Jazz would never forget Ash saying, “The purpose of the military in my view is to drain the lifeblood of our nation’s enemies until they either submit or succumb to our will. Anything that detracts from that is pure unmitigated bullshit.”
But it was the tone in his voice that even then set an alarm off in Jazz’s mind.
“Damn shipmate, you sound very angry,” Jazz had said.
“You don’t know the half of it, LT.”
So Jazz’s theory was wrong and Elena’s was right on. Ash was not a Kaczynski, he was a McVeigh.
Elena walked back into the conference room. She set her notebook and a stack of files on the table and sat down. Jazz waited for her to speak.
A moment passed. Finally Elena spoke.
“Well, Jazz, we seem to have it all laid out now.”
“Did you receive confirmation about the explosives from Norfolk?”
“Yes. I was just told over the phone that Ash was Det Norfolk’s Ammunition and Explosive Manager. In that position he was able to draw explosives from the magazine and report them as expended. In reality he was saving them for his organization.”
“Well how are we able to prove that now if not before?”
“We contacted Norfolk and had them compare logs at the demolition range against the det’s internal monthly operation reports, and the monthly inventory sent to the Navy’s explosive managers in Crane, Indiana. Apparently an inspection was scheduled right before Ash transferred here from Norfolk, but the det was away responding to an incident at sea.”
“The helo crash, the one with the test missile. I remember hearing about it and Ash telling us about it later.”
“Yes, well as a result the explosive safety inspection was cut short. They merely checked what was in the magazine versus what Crane said that they should have.”
“And they matched?”
“Yes. We are going to have to look into Ashland’s history, but he may have obtained hundreds of pounds of explosives for his organization.”
“Fuck, well who are they?”
“We don’t know yet. But undoubtedly they are connected by this fundamentalist terrorist cell that we know about in Albania and in Italy. Pucharelli and I are hoping that the cell in Albania is the head.”
“So, Ash was a member of an anti-government organization?”
“Yes, or a white supremacist group. We suspect that up until recently Ashland was not an active agent, but a merely a supplier of explosives. Who knows, maybe he was not even a full-fledged member, maybe he was only sympathetic to their ideals, or he supplied them only for personal gain.”
“But he obviously joined them recently, otherwise why did he kill T-Ball, why did he try to kill me?”
“That answer brings us back to San Patricio.”
“How?”
Elena pulled out a file and slid it over to Jazz.
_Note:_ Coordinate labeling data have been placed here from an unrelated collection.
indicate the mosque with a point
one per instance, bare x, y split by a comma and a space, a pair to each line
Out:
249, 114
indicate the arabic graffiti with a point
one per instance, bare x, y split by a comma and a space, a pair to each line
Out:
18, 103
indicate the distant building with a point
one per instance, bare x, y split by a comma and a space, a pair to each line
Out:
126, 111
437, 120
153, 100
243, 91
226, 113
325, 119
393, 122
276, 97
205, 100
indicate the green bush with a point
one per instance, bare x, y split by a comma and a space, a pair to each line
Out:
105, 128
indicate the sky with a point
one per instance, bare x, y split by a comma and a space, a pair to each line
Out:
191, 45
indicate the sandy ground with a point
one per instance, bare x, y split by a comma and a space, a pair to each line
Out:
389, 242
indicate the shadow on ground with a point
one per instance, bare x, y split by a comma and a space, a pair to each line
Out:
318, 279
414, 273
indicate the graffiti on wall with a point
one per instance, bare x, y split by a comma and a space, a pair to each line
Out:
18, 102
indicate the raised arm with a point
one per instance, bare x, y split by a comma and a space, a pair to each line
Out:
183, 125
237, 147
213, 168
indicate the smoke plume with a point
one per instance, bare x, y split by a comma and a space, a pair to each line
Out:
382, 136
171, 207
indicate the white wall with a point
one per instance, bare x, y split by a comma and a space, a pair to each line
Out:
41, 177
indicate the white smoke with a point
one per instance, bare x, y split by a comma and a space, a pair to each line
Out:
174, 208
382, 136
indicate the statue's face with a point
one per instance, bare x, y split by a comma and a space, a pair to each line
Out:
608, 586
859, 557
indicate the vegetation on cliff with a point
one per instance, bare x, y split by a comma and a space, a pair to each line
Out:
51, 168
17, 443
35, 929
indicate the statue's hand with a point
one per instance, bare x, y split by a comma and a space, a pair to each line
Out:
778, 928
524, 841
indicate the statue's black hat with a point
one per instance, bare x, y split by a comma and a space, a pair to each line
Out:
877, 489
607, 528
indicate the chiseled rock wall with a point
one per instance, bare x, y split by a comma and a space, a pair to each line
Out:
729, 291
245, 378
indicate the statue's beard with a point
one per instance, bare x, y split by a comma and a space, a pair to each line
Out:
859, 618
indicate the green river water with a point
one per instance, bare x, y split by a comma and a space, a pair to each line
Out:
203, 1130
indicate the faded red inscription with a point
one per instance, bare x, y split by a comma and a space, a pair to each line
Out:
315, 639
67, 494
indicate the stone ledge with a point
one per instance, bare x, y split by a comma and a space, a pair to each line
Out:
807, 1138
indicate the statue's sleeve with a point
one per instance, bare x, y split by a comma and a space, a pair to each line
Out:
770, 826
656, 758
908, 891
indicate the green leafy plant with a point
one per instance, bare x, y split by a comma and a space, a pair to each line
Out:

He opened it. On the top of the file was a mug shot of a man.
“The name there says Marcus Levitt. It is a false identity. First he tried to pass as a Navy lieutenant named James Smith. The Levitt identity passed scrutiny. His real name is Gabriel Miller. Sound familiar?”
“Yeah,” said Jazz flipping through the file.
“He was the owner of the house in San Patricio where the explosives were discovered.”
“Is he in custody?”
“No. Notice that the mug shot says DPS on the ID plate. That stands for Defensive Protective Service. He was caught in the Pentagon parking lot with a trunk full of explosives. Guess where they are from?”